LA CHAPITEAU
(Texte écrit d'après une photo montrant un chapiteau qu'on démonte.)
X
C’est fini. Le chapiteau a perdu son linceul. La
fête a éteint les lampions. Rien. Il ne reste rien. Pas un
parfum de poudre de riz éventé, pas un écho de ces rires
paillards quand la danseuse du ventre a agité ses seins et ses
hanches. Rien, vous dis-je. La nuit est sombre.
Le squelette de poutres entrecroisées repose pesamment dans le silence.

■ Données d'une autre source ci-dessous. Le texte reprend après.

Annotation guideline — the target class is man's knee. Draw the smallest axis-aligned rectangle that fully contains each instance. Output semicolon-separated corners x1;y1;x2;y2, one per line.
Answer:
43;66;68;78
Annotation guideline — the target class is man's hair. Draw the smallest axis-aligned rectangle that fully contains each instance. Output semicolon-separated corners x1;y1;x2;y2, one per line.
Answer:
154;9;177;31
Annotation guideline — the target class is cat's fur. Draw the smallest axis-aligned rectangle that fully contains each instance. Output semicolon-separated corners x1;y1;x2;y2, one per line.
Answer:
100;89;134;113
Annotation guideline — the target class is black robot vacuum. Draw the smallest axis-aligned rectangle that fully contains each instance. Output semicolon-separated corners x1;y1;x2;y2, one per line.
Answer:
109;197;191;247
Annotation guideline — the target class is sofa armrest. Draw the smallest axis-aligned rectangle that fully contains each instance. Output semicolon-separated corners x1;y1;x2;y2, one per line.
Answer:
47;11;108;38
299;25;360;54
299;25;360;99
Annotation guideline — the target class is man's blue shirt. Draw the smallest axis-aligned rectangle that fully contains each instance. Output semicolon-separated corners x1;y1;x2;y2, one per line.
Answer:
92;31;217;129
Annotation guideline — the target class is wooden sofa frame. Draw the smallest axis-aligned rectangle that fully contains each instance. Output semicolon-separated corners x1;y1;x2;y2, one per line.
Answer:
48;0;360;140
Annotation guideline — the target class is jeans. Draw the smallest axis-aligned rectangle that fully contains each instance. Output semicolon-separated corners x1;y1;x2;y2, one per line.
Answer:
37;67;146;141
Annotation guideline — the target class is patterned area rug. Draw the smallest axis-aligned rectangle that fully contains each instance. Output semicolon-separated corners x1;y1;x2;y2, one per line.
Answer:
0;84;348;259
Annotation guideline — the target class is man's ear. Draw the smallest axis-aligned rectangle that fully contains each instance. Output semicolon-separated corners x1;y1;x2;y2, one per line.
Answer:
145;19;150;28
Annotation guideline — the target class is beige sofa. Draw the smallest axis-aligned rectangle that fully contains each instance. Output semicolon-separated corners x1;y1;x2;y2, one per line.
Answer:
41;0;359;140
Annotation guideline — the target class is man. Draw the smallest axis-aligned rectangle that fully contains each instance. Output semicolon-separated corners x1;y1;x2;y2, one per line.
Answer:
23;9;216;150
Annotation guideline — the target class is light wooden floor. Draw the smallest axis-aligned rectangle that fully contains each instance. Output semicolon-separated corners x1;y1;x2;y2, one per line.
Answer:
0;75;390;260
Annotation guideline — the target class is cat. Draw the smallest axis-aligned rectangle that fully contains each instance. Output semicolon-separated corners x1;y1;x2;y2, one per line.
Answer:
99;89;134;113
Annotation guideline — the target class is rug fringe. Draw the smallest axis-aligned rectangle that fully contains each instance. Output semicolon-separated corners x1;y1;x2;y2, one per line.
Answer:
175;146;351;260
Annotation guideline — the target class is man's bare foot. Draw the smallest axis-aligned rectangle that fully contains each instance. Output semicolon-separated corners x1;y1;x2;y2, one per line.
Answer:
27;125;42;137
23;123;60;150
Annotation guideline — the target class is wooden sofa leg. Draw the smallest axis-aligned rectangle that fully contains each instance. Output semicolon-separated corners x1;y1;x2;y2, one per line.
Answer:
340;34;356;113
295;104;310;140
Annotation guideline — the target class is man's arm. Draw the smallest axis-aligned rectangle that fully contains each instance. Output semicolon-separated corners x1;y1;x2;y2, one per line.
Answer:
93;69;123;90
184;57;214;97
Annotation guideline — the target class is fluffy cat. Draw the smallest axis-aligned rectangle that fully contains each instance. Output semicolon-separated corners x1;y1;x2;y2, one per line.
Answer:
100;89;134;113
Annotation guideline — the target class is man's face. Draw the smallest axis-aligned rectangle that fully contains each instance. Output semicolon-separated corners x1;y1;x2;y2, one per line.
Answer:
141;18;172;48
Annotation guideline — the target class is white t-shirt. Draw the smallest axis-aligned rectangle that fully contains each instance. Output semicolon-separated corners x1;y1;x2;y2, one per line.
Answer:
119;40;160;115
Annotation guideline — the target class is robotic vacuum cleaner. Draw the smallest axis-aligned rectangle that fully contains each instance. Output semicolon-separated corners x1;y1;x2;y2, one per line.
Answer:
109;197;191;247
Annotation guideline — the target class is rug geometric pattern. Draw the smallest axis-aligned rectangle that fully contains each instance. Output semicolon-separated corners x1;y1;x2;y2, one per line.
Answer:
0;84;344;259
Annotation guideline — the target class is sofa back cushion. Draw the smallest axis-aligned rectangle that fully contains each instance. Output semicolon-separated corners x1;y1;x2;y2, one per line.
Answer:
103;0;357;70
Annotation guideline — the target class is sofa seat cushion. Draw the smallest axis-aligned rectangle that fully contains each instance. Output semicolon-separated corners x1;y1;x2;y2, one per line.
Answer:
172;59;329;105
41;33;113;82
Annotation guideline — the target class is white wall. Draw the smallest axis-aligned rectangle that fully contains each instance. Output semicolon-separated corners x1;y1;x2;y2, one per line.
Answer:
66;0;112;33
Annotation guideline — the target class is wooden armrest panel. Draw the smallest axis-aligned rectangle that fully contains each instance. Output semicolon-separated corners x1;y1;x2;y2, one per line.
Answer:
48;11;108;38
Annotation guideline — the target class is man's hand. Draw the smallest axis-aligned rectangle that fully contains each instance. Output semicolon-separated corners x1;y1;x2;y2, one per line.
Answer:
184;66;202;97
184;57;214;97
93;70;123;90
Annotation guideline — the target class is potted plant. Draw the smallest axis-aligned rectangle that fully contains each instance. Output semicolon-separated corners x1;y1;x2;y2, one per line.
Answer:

Une fête, c’est quoi ? Des gens contents,
peut-être même heureux pour quelques heures. Une foule, ça
réchauffe. La musique tourbillonne par-dessus les têtes,
lance des serpentins, bat la mesure, entonne un
couplet, un refrain qu’on déforme à qui mieux mieux. Sans
importance !
Tous les gars du village sont venus. Les filles d’ici et
du village voisin aussi, les belles et les autres, celles
qui dansent et celles qui font tapisserie. Si personne
n’invite, elles se décident et, entre laides,
tournent par deux au milieu de la salle. La plus hardie crie
soudain : « Changez ! » et la voilà dans les bras du mec le plus
costaud qui l’accepte parce qu’il faut bien.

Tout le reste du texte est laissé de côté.